Here we consider instead dissolving guns (which we will assume are pure iron) with sulfuric acid.
Fe+H2SO4->FeSO4+H2
The characters realize that their hideout has been discovered by the police and they still have a last handgun that weighs 0.25 kg to dissolve. The cops will get there in an hour, so they have to speed up the reaction, by driving it at a higher current. What is the minimum total voltage in volts they'll need to drive the reaction at to get rid of the gun in time? Consider excess potential because of activation losses only and the exchange current I0 to be 1 A for the reaction over the surface of the entire tank (not a current density). £\ is 0.5 and everything is being done at room temperature. Assume standard electrochemical potentials.
To determine the minimum total voltage required to drive the reaction at a higher current, we need to consider the electrochemical aspects of the dissolution process.
First, let's understand the concept of standard electrochemical potentials. Standard potentials (E°) are measures of the thermodynamic driving force of a redox reaction. They are specific to each half-reaction and provide information about the relative ease of that reaction.

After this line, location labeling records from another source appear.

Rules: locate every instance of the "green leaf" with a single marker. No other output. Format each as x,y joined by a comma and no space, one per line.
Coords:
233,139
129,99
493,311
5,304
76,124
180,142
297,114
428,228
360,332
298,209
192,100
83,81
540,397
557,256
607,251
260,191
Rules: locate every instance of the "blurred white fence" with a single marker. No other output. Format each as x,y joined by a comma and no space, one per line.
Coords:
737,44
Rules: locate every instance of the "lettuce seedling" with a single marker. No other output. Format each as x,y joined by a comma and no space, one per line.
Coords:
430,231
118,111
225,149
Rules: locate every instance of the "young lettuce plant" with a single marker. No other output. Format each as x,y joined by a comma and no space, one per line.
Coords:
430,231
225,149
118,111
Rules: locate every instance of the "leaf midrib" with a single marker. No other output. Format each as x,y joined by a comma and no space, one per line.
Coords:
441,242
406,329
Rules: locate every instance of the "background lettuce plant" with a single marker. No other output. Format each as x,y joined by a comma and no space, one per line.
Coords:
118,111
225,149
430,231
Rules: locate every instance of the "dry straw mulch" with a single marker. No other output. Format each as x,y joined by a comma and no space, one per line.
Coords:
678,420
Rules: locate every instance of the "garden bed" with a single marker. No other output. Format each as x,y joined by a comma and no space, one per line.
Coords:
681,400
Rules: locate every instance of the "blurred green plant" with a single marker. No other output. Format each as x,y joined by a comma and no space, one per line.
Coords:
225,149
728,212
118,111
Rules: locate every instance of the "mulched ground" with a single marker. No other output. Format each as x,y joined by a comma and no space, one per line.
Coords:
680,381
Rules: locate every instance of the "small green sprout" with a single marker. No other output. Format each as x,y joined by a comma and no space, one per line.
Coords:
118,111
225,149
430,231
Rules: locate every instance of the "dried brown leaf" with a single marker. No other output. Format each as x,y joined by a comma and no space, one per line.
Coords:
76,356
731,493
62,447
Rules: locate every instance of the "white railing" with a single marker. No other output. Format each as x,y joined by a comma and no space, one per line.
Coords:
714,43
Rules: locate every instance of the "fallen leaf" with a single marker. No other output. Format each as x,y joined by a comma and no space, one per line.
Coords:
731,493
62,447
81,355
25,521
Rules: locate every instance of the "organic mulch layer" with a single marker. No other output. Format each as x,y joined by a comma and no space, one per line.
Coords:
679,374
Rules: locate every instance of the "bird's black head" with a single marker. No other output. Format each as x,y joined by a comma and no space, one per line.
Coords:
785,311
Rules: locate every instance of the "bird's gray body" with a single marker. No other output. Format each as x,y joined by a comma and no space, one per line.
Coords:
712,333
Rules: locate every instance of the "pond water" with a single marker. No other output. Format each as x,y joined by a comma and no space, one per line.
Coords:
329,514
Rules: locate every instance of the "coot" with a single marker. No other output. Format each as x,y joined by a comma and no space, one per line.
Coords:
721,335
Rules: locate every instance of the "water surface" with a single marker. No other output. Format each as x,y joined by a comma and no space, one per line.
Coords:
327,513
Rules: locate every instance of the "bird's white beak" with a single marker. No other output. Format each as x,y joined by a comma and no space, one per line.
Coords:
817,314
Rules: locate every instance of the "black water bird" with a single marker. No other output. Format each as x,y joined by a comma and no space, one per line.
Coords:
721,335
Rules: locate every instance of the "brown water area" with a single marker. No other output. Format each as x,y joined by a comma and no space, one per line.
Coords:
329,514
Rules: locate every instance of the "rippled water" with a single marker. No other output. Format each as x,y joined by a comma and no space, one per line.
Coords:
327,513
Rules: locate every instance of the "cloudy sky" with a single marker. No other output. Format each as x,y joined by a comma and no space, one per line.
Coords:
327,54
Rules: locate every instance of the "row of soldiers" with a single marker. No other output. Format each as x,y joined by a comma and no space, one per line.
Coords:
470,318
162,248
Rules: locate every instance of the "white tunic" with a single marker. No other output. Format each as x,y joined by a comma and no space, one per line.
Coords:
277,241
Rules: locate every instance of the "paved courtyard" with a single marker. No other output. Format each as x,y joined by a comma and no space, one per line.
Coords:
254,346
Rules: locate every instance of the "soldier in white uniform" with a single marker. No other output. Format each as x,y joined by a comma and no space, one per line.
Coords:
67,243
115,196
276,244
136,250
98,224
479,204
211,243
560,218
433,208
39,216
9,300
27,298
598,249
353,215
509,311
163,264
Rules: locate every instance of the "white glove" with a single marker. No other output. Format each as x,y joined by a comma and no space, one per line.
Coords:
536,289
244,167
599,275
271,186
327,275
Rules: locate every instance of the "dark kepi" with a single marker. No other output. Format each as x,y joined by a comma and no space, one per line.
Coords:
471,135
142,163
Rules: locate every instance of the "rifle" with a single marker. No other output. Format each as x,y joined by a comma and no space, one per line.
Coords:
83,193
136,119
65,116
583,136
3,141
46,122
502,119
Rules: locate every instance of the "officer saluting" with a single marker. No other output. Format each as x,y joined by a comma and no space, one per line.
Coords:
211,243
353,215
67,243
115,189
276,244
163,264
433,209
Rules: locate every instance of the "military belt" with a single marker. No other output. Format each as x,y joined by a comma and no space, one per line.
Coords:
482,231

In this case, we need to calculate the voltage required to drive the dissolution of iron (Fe) in sulfuric acid (H2SO4) at a higher current. The half-reaction for the dissolution of iron can be represented as:
Fe(s) → Fe2+(aq) + 2e-
The standard potential for this reaction can be found in tables or references. For iron dissolution, the standard potential (E°) is approximately -0.44 V.
Now, let's consider the concept of exchange current (I0) and the overpotential (£\). The exchange current is a measure of the rate at which the redox reaction proceeds at equilibrium. It represents the current when the activation losses are negligible. In this case, the exchange current (I0) is given as 1 A.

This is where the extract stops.